Fernando Cayanan, Bon Appétit’s director of operations at The Getty Villa in Pacific Palisades, CA, is as skilled at balancing budgets as he is at balancing flavors. He started on the culinary side, first joining Bon Appétit in 2007 as a catering lead at The Getty Center in Los Angeles (both are owned by the Getty Foundation). Then, after a short stint elsewhere, he returned in 2012 as chef de cuisine for the Getty Villa. Over the last seven years, Fernando has grown in his role with increased management and operational responsibilities. As the head chef and operations manager for the Getty Villa, he oversaw both the daily front- and back-of-house operations of the restaurant — seasonal menu development, a busy catering operation, catering menus, staffing, training, and more.

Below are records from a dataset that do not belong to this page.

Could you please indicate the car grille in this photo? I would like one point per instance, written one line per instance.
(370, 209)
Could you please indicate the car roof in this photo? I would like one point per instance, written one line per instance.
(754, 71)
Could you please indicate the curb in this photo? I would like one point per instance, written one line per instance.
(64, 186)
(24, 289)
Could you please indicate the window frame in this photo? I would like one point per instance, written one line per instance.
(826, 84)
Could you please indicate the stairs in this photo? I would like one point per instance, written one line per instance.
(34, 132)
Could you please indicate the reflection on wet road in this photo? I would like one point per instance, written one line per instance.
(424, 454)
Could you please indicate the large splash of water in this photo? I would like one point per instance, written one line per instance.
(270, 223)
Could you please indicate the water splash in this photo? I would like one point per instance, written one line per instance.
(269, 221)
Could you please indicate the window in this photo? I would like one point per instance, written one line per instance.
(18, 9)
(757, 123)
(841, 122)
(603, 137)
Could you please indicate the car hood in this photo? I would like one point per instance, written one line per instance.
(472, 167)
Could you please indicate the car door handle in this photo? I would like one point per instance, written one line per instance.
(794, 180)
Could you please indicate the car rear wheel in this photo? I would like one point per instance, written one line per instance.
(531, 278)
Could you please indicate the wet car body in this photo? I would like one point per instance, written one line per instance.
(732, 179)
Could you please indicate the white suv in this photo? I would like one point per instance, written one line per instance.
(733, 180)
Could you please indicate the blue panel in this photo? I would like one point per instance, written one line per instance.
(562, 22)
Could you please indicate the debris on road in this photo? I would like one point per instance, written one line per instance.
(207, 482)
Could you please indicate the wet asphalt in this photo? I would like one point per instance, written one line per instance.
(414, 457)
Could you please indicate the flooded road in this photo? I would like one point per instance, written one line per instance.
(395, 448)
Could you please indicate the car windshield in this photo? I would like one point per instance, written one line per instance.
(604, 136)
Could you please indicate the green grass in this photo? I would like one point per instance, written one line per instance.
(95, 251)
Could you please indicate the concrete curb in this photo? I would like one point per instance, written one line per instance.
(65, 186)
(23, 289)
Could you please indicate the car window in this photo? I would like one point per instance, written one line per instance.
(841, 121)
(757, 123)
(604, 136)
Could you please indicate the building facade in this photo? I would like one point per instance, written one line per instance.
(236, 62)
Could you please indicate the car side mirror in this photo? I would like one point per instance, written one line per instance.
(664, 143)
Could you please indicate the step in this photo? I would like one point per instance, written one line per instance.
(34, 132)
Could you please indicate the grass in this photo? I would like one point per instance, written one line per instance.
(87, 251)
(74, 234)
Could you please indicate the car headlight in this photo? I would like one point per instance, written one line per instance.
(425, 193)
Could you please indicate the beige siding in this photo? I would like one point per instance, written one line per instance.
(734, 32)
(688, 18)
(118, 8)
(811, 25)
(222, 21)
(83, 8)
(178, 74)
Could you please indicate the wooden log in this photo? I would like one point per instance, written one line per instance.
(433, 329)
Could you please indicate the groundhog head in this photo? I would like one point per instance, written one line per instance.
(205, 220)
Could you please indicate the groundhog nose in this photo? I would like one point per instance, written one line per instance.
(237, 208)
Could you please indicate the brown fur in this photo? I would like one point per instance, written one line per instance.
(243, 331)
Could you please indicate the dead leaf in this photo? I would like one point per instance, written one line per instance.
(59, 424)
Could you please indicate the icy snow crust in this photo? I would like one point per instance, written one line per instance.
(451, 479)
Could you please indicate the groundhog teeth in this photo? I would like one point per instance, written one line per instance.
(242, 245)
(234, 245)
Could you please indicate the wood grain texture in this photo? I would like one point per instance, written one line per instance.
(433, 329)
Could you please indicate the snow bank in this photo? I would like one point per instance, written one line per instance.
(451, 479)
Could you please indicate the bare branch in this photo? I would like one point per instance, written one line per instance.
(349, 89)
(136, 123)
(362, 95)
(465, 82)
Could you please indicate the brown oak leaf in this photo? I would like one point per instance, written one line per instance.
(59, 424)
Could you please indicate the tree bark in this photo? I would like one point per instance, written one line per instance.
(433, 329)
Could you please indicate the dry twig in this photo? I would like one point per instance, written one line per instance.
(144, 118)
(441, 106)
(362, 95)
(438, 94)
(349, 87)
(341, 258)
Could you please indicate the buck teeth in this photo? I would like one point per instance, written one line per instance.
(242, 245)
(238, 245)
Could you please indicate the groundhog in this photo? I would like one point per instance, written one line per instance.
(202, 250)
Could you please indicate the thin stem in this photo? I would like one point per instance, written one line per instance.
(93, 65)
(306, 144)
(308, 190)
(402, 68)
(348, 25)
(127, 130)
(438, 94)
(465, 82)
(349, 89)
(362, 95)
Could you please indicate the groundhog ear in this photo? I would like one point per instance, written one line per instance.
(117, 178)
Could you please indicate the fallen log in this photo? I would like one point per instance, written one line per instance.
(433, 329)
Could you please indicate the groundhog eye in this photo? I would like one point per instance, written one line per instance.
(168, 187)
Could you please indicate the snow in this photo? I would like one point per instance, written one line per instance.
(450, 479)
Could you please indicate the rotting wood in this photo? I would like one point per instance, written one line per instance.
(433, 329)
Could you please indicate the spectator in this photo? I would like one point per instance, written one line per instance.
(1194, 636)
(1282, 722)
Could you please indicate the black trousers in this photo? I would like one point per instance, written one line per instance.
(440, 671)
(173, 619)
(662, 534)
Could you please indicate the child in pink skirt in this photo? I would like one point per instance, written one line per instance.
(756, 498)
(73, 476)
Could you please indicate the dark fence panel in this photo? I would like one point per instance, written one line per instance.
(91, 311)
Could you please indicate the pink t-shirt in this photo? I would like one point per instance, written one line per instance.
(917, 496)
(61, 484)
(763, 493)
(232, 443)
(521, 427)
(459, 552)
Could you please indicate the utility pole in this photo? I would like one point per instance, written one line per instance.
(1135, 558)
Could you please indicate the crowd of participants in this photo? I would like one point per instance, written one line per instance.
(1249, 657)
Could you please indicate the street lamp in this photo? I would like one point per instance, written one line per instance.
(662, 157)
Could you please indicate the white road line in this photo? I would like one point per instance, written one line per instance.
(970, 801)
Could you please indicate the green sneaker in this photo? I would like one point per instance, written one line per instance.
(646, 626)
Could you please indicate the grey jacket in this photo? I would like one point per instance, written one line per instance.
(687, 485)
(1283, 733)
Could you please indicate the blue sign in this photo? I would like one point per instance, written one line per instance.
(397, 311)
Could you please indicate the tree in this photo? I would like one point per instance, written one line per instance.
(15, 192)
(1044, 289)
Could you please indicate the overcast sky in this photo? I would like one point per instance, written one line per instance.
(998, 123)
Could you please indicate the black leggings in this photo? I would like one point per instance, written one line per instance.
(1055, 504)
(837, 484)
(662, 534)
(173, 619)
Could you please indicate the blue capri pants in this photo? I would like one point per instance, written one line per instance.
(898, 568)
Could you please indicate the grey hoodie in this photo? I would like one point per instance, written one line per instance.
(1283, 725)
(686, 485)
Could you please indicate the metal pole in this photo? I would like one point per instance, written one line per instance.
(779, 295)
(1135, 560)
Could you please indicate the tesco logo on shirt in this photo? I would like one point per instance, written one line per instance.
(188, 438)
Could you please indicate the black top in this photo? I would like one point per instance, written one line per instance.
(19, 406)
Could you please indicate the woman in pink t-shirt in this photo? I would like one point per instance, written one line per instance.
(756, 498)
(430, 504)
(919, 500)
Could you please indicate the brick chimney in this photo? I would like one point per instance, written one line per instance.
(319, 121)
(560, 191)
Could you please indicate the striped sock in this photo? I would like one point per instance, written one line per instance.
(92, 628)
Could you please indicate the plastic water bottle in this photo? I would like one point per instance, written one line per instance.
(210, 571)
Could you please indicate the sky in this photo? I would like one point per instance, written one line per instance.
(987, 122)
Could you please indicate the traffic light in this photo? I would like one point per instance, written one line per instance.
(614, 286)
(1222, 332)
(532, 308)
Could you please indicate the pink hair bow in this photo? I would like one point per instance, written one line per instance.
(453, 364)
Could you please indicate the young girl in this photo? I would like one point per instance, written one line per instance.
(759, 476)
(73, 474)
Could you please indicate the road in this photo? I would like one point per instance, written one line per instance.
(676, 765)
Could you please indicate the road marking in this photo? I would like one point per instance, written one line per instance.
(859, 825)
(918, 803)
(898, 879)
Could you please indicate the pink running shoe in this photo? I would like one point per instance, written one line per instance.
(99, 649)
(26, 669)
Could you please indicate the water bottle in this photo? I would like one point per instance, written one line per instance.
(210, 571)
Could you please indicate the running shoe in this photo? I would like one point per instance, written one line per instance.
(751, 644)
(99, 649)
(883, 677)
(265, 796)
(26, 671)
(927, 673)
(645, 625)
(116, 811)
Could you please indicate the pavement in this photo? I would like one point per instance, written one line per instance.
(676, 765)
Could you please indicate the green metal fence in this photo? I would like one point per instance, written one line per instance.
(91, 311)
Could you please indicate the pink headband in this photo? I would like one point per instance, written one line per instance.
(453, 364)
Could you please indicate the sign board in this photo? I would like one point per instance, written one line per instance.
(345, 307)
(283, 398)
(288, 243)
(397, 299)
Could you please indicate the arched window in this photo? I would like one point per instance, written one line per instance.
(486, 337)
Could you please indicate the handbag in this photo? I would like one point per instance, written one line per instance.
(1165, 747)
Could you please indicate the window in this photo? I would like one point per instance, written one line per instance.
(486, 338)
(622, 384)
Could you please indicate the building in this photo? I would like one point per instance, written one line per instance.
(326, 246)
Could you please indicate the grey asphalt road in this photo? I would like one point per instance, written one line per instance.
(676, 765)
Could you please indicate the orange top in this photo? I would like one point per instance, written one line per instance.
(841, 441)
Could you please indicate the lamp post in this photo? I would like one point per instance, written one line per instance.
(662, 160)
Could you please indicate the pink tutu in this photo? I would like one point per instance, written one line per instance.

He was promoted to director of operations in 2019, expanding his role to include the Getty Center as well.
Born in the Philippines, Fernando moved with his family to Southern California when he was six. He became a chef because he truly enjoys the communal experience of coming together around the table. “Food is powerful,” he says, “Breaking bread brings people together, and when a dish truly works, it’s such a rewarding experience.” He loves the process behind bringing a dish to the table — from connecting with the farmers who grew the ingredients, to creating the flavors and the science of cooking, to serving the guests themselves.
This ability to see the bigger picture and understand the interconnectedness of the system is what makes Fernando so skilled in his dual role as chef and operations manager. Whether he’s overseeing a VIP gala dinner or setting up for café service, Fernando understands where every moving part is in relation to the whole.
“Fernando is constant: he’s the person you rely on to always uphold Bon Appétit’s standards while also keeping the client’s culture top of mind, and he blends them seamlessly,” said Regional Vice President Lori Flashner. “He never compromises those values. He is the first to raise his hand to support the management team, and instills his passion for sustainability in his staff. He’s the embodiment of the Bon Appétit spirit.”